C-) Konunun Değerlendirilmesi:
Sanık ... hakkında, 13/06/2009 tarihli kullanmak için uyuşturucu madde bulundurma suçundan açılan kamu davasında, İzmir 10. Sulh Ceza Mahkemesinin 22/10/2009 tarihli 2009/964 esas ve 2009/1569 sayılı kararı ile, 5237 sayılı Türk Ceza Kanunu'nun 191/1. maddesi uyarınca 1 yıl hapis cezası ile cezalandırılmasına karar verildiği, kararın temyiz edilmesi üzerine, Dairemizin 02/09/2014 tarihli ve 2011/1510 esas ve 2014/5930 sayılı ilamı ile “6545 sayılı Türk Ceza Kanunu ile Bazı Kanunlarda Değişiklik Yapılmasına Dair Kanun’un 68. maddesi ile 5237 sayılı Türk Ceza Kanunu'nun 191. maddesi ve aynı Kanun'un 85. maddesi ile 5320 sayılı Kanun'a eklenen geçici 7. maddenin 2. fıkrası uyarınca, daha önce denetimli serbestlik veya tedavi tedbiri uygulanmayan sanık hakkında 191. madde hükümleri çerçevesinde hükmün açıklanmasının geri bırakılması kararı verilmesinde zorunluluk bulunması” gerekçesiyle hükmün bozulmasına karar verildiği, bozmadan sonra yeniden yapılan yargılama sonucunda, İzmir 31. Asliye Ceza Mahkemesinin 04/11/2014 tarihli ve 2014/516 esas ve 2014/242 sayılı kararı ile, sanığın 5237 sayılı Türk Ceza Kanunu'nun 191/1. maddesi uyarınca 1 yıl hapis cezası ile cezalandırılmasına, 5320 sayılı Kanun'un geçici 7/2. maddesi gereğince hükmün açıklanmasının geri bırakılmasına ve 5271 sayılı Ceza Muhakemesi Kanunu'nun 231/8. maddesi uyarınca 5 yıl denetim süresi belirlenerek aynı Kanun'un 231/8- c maddesi gereğince sanığın 1 yıl süre ile tedaviye tabi tutulmak suretiyle denetimli serbestlik tedbiri uygulanmasına karar verildiği, kararın kesinleşmesini takiben, sanığın tedavi ve denetimli serbestlik tedbirlerinin gereklerine uymadığının ihbar edilmesi üzerine, İzmir 31. Asliye Ceza Mahkemesinin 25/06/2015 tarihli ve 2015/293 esas ve 2015/452 sayılı kararı ile, hükmün açıklanmasına ve sanığın 5237 sayılı Kanun'un 191/1. maddesi uyarınca 1 yıl hapis cezası ile cezalandırılmasına karar verildiği, anlaşılmıştır.

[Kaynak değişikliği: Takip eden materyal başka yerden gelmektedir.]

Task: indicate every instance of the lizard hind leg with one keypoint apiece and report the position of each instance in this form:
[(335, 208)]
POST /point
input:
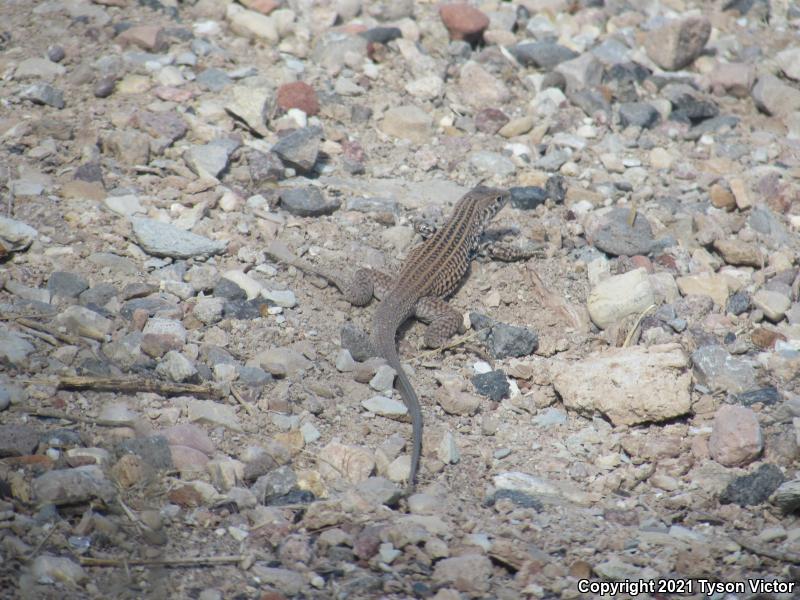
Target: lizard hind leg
[(444, 321), (359, 290)]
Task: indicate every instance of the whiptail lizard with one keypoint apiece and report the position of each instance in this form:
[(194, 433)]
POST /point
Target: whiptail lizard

7201 sayılı Tebligat Kanunu'nun 10/2. maddesinde; “Bilinen en son adresin tebligata elverişli olmadığının anlaşılması veya tebligat yapılamaması hâlinde, muhatabın adres kayıt sisteminde bulunan yerleşim yeri adresi, bilinen en son adresi olarak kabul edilir ve tebligat buraya yapılır.” düzenlemesi ile gerçek kişilere yapılacak tebligat ile ilgili olarak iki aşamalı bir yöntem benimsendiği dikkate alındığında; somut olayda gerekçeli kararın sanığın doğrudan MERNİS adresine tebliğ edildiği, tebligatın öncelikle bilinen en son adrese, MERNİS adresi olduğu belirtilmeksizin, 7201 sayılı Tebligat Kanunu'nun 21/1. maddesine göre normal tebligat çıkarılıp, çıkarılan tebligatın bila tebliğ iade edilmesi halinde, aynı Kanun'un 21/2. maddesi uyarınca adres kayıt sistemindeki adres bilinen en son adres olarak kabul edilerek, merci tarafından tebligata 7201 sayılı Tebligat Kanunu'nun 23/1- 8 ve Tebligat Kanununun Uygulanmasına Dair Yönetmeliğin 16/2. maddesi hükümlerine göre, “Tebligat çıkarılan adres muhatabın adres kayıt sistemindeki adresi olduğundan, tebliğ imkansızlığı durumunda, tebligatın, Tebligat Kanunu'nun 21/2. maddesine göre bu adrese yapılması” gerektiğine dair şerh düşülerek tebliğ işlemlerinin tamamlanması gerektiği, bu nedenle kararın doğrudan sanığın MERNIS adresine tebliğ edilmesinin usulsüz olduğu, kanun yararına bozma istemine konu kararın usulüne uygun şekilde kesinleşmediği,
5271 sayılı Ceza Muhakemesi Kanunu’nun 309/1. maddesi gereğince yalnız kesinleşmiş kararlara karşı kanun yararına bozma yoluna gidilebileceği, kanun yararına bozma istemine konu kararın usulüne uygun şekilde kesinleşmediği anlaşıldığından, kararın tebliği ile usulüne uygun şekilde kesinleştirilmesinden sonra gönderilmesi için dosyanın mahkemesine gönderilmesine karar vermek gerekmiş, bu nedenle kanun yararına bozma isteminin bu aşamada reddine karar verilmiştir.
D-) Karar:
Yukarıda açıklanan nedenle, İzmir 31. Asliye Ceza Mahkemesinin 25/06/2015 tarihli ve 2015/293 esas ve 2015/452 sayılı kararının, sanığa usulüne uygun şekilde tebliğ edilerek kesinleştirilmesinden sonra kanun yararına bozma incelemesi yapılabileceğinden, İzmir 31. Asliye Ceza Mahkemesinin 25/06/2015 tarihli ve 2015/293 esas ve 2015/452 sayılı kararına ilişkin kanun yararına bozma isteminin bu aşamada REDDİNE, dosyanın adı geçen Mahkemeye iletilmek üzere Yargıtay Cumhuriyet Başsavcılığına gönderilmesine, 16/02/2022 tarihinde oy birliği ile karar verildi.